As for the adult actors, Geoffrey Rush and Emily Watson are unsurprisingly good in this film. Rush easily taps into what is required of him to be the very warm and endearing father (or “Papa”) for Liesel and even if the film feels overly sentimental at times, given how the film utilizes the character, Rush is still very good here. Watson actually has the more significant role in the scheme of things, as she obviously can’t be a prickly pear all of the time and the story eventually delves into how her character evolves, let alone showing us the other side to this persona. The part has layers and Watson makes the best out of the character.
A very interesting aspect of this film is the way it presents this small village, in which the story is set. While the film is showing us a Germany controlled by Nazis, it is not often you get to see a town that filled with people that are not automatically accepting of this regime. It is one thing to say that some people were just following orders and delve into why that is an issue, but this is a film that shows the real struggles for a regular town to attempt to strive in the face of a ruling government body that they did not necessarily sign up to be a part of. The film has a very clear focus, which relies on a young girl and a family that are all against the Nazis, but I still found it interesting to see something different in regards to how a Nazi-controlled territory was reacting to their state of being.

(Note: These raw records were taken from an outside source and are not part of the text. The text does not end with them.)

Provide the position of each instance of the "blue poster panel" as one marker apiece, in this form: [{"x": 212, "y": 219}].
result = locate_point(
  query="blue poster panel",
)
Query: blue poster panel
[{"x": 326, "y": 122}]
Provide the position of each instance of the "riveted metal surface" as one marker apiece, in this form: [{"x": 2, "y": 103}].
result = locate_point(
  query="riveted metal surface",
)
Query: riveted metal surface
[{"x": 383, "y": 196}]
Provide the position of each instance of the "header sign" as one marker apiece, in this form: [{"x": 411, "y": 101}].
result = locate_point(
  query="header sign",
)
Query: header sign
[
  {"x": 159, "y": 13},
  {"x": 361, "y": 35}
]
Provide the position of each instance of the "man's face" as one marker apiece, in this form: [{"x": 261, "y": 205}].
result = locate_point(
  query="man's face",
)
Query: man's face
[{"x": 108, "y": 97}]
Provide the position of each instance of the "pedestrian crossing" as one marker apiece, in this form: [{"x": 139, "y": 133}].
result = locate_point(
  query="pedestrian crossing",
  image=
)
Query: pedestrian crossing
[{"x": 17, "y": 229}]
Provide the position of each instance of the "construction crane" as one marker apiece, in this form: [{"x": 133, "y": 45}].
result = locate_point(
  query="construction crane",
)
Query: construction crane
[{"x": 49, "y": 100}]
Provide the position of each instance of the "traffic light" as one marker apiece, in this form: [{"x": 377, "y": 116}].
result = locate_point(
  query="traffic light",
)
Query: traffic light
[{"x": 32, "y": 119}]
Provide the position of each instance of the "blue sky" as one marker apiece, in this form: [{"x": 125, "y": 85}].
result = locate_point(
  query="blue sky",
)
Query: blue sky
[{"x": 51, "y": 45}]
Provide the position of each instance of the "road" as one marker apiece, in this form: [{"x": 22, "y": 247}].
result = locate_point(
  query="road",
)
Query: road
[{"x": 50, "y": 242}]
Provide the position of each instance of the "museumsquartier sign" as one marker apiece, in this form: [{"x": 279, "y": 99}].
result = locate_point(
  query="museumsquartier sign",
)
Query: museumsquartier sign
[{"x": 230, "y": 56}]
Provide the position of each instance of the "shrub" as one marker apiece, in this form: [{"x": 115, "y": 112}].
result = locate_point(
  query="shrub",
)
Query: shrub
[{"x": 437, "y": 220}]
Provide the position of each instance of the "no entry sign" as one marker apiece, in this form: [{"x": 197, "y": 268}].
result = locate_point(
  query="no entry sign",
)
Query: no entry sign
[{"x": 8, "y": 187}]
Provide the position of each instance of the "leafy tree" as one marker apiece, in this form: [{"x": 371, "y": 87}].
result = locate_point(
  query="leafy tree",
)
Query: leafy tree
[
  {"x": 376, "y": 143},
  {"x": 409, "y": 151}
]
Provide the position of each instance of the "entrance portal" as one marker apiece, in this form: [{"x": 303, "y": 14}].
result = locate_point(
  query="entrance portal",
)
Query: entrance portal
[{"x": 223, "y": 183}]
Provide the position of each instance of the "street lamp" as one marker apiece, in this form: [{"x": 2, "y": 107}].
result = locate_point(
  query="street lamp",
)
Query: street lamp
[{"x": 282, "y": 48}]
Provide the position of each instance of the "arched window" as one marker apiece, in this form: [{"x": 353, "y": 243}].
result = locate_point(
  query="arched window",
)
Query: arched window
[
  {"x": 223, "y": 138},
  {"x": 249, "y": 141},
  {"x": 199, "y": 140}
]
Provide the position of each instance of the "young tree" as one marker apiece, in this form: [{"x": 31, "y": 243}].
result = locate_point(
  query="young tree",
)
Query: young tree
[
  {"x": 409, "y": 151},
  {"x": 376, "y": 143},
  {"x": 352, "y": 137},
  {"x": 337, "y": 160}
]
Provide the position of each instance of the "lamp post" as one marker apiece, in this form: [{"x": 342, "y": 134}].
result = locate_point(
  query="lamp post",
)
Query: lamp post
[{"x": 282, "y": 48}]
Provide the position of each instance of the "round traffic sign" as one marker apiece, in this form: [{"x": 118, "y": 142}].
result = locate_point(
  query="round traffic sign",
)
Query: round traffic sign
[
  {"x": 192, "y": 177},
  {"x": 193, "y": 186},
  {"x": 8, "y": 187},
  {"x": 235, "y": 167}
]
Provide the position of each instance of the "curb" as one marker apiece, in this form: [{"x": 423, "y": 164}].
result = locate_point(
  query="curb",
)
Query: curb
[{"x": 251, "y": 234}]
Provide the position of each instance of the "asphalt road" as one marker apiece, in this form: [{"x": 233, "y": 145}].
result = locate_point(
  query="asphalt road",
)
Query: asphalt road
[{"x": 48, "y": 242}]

Where it becomes a challenge to really accept this film as a very strong piece of work is in the production surrounding the interesting story and well-acted characters. A key thing to note is the film’s narrator, which is Death. Voiced by Roger Allum, Death (as a character) provides narration during the film, but it only occurs in a minimal capacity, making me wonder whether or not there were others ways this film experimented with what I am sure worked much better in the book, only to attempt it at the capacity we see it. The Book Thief also has a beautiful score by John Williams that seems like a step too far in some cases. It is not that the score is bad, but the film feels fairly small in scope compared to what Williams has composed, which especially doesn’t help when the film has the need to really emphasize its drama with scenes that reek of cliché.
Putting these complaints aside, I did find myself engaged in the story, which allowed the film to have a proper effect on me overall. I was caught up with the plights of these characters and felt pleased by the time the film ended, given that The Book Thief very much wants to go for some emotional beats and I was willing to go along with it. Helping matters were the actors, who all provided strong work to support the story. Yes, The Book Thief preys on a lot of elements seen in films that are award hopefuls at this time of year, but that did not stop me from enjoying it for what it was, regardless.
Max: Words are life, Liesel. All those pages, they're for you to fill.